現場はプレミアム汁だらけ。新人男優が残る唯一の道とは…
――男優のデビューは最近ありましたか?
僕の知っている限り新人男優は新法以降ゼロです。一切入ってきていません。いつどこの現場に行っても知ってる顔ばかり。衝撃的ですよ。
もし今後、男優としてデビューできるとしたら男性側がフィーチャーされる唯一のジャンル『女性用AV』が入り口になるでしょう。そこで信用と技術を積んで僕たちのような一般的なAVにくるっていうのが残された道になるんじゃないかと思うんです。ってことは、韓国アイドルみたいなイケメンしか男優になれないってことなんです。それは今後、佐川銀次さん(※)や吉村卓さん(※)のような名男優が生まれないってことです。
イケメン男優ばかりになってしまったら、これまで日本が作り上げてきた、多彩なジャンルのエロスというものがなくなってしまう……

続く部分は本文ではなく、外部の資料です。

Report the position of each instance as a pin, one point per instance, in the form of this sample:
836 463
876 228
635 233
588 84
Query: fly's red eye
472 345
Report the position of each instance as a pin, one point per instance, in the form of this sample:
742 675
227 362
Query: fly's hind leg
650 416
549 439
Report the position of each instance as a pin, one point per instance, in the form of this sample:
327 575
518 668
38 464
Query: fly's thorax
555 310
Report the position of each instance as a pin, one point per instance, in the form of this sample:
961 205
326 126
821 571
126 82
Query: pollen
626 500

※佐川銀二…昭和の雰囲気が漂うドラマ作品に多く出演する頑固親父な風貌のベテラン男優
※吉村卓…美少女を変態チックに舐め回すことを得意とする個性派男優
――AV業界も映画のように配役に合わせていろんな役者が揃っていたんですね。他にAV新法以降、業界に変化はありましたか?
アルバイト感覚の汁男優(※)がいなくなりました。コロナ禍の影響で大人数モノが減ったのと、不満があるとすぐ契約を取り下げるって思われていたからでしょうか。だから今、唯一仕事が入ってくるのは超ベテランの汁男優だけ。10年、20年と汁で飯を食っている、信頼のおける汁。いわばプレミアム汁です。

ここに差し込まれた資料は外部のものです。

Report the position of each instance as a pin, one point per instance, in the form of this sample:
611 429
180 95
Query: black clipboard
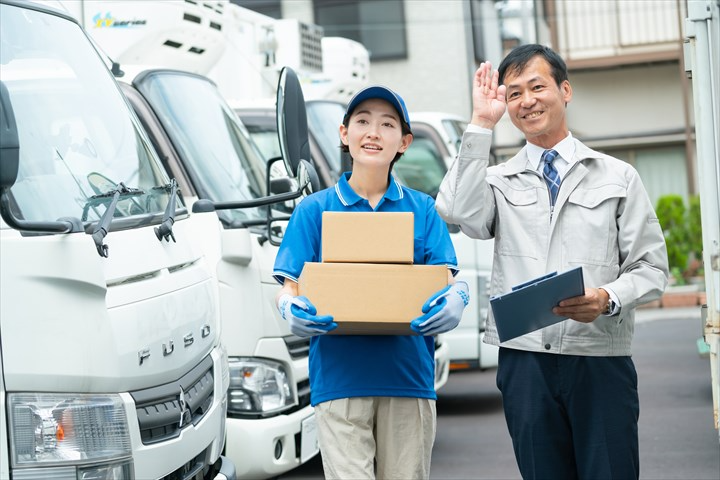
528 307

※汁男優…自慰行為などをして発射シーンに出演する男優。女優との性行為がなく、出演料は数千円〜1万円程度と安く、副業やアルバイトの出演者も多い
――汁男優がいないとなると、すでに撮れないAVのジャンルが出ている?
はい。その代わりってことでもないですが、新しい男優ができました。『リザーブ男優』っていう……直訳すれば『お取り置き男優』です(笑)。
メインの男優がコロナに感染したなどの理由で来られなくなった時のために、1ヶ月前にリザーブとして契約しておき、自宅などで待機してもらい、いざとなったら駆けつけて出演してもらう男優です。これまであまり仕事が多くなかった男優がリザーブ男優として潤うようになったという現象が起きてます。待機中もギャラが出るので、単純にメーカーさんの負担が増えたわけです。メーカーさんも苦労していますよね。
――リザーブ男優の誕生による弊害はあるのでしょうか?
もともと男優は、個人で活動するため、会社のように先輩から仕事を教わるという機会がないんです。出来るだけ現場に多く入って、そこで経験を積み、演技の幅を広げ、技術力をつけていくしかない。それが、リザーブばかりになってしまうと、その貴重な経験の機会が奪われてしまう……。家でゴロゴロしながらギャラがもらえるのですが、それでは喜んでばかりもいられないんですよ。結果的に、男優としての実力をつけるチャンスが奪われてしまっているから。
つまり、いつまで経ってもリザーブ止まりでトップ男優になれないんですよ。男優としても余程のことがないと現場をキャンセルできないですからね。それこそ体調が悪くても無理して現場にいく男優もでてくると思いますよ。
――このままだとAV業界は縮小してしまう?
実は、すでに男優を抑えられないメーカーが出てきちゃっているんです。もともと男優の数って70人程度と少ないんです。さらにリザーブ男優も必要になってきたから、監督たちは『男優がいない男優がいない』って毎日ヒイヒイ言っている状態。だから、大物の女優さんなのに男優陣が全然、豪華キャストじゃないって状況が起きています。国際試合だからトップメンバーを揃えなきゃいけないのに、予選リーグくらいのメンバーを借り出してきて、なんとか頭数揃えてるような現場になっている。
そんな状況だから、体調悪くて休みたくても休めないでしょ。なのに、新法の関係で出演者の差し替えもできないんですよね。差し替えだけは一刻も早くなんとかして欲しいですよ。